Sayings of the Desert Fathers 8.6

This seems to me like a good place to begin—a reminder that nothing ought to be done for show. I hope that this blog never degenerates into that. However, I am keenly aware that such a temptation lies in any publishing, even (and perhaps especially) self-publishing. But what, after all, is wrong with doing things for show?

I recently graduated, possibly for the last time but I cannot say that for certain. This was the end of many years of school. Education can be a wonderful thing. I generally love it and promote it. However, while at its best encouraging critical thinking and cultivating talents, it sometimes cannot help but foster a perverse yearning for achievement.

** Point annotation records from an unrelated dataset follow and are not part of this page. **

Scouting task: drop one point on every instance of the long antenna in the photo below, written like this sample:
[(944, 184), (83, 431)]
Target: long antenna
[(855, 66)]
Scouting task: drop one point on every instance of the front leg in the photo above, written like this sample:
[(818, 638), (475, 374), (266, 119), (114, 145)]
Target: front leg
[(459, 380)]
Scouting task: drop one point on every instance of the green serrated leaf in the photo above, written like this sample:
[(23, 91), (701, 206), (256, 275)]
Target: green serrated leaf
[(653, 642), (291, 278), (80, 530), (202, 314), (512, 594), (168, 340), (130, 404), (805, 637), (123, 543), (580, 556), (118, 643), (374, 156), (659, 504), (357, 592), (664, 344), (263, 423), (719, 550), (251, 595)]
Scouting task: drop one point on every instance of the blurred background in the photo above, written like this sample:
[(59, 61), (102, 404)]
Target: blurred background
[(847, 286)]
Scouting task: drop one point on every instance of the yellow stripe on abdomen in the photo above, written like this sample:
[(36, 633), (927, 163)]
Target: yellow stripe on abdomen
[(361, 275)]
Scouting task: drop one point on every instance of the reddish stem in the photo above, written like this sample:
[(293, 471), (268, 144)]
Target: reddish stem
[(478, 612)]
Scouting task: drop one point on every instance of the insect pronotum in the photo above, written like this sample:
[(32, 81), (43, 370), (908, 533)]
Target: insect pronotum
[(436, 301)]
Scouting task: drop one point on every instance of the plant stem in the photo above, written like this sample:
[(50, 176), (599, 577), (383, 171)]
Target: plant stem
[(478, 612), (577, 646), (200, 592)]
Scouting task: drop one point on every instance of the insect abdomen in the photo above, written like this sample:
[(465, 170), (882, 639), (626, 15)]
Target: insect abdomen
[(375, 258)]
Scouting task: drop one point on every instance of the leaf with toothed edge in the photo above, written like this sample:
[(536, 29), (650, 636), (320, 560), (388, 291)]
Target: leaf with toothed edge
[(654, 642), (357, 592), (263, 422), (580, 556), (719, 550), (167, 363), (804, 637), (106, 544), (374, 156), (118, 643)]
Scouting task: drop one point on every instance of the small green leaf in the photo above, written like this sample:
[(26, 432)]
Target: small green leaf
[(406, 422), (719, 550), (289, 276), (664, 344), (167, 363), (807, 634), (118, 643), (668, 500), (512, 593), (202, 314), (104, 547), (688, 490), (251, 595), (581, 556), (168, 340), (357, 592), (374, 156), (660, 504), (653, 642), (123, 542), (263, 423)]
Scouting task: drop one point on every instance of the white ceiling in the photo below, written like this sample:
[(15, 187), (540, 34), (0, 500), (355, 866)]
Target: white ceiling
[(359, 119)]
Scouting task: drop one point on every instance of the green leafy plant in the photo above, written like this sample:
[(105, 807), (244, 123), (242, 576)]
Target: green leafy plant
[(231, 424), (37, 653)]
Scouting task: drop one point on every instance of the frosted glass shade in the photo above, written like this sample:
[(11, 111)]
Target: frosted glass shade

How often did I, ever the perfectionist, refine my papers? How much did I love to see an “A” at the top, an affirmation that the time and care I put into the project was noticed and appreciated? This is not to say that I was always a poor sport about less-than-stellar grades, but I know that I loved the A’s. While there is nothing wrong with yearning for success or trying to put forth my best effort and reach the highest mark, there is also something deceptive about it.

For every A, students receive compliments for a job well done. What they don’t (typically) receive is far more valuable: criticism. I do not intend this post to be an apologia for the professor who never gives A’s on principle but rather simply to point out that A’s actually, in a way, are devoid of content. They do not, generally, tell us how we can improve. They can give us the impression that we have already arrived. But is there ever anyone, even an expert of a particular field, who has nothing more to learn? As Epictetus said, “[I]t is impossible for any one to begin to learn what he thinks that he already knows.” Even, I would add, the person who truly knows quite a lot.

Hopefully, in the future, I will learn to yearn for criticism and fear the false contentment of compliments. How much better is it for someone to point out what I don’t know than to praise me for what little I do know? What a gift! It ought to be received with gratitude, but my gut so often pushes me toward resentment. Lord have mercy. One day—and one criticism—at a time.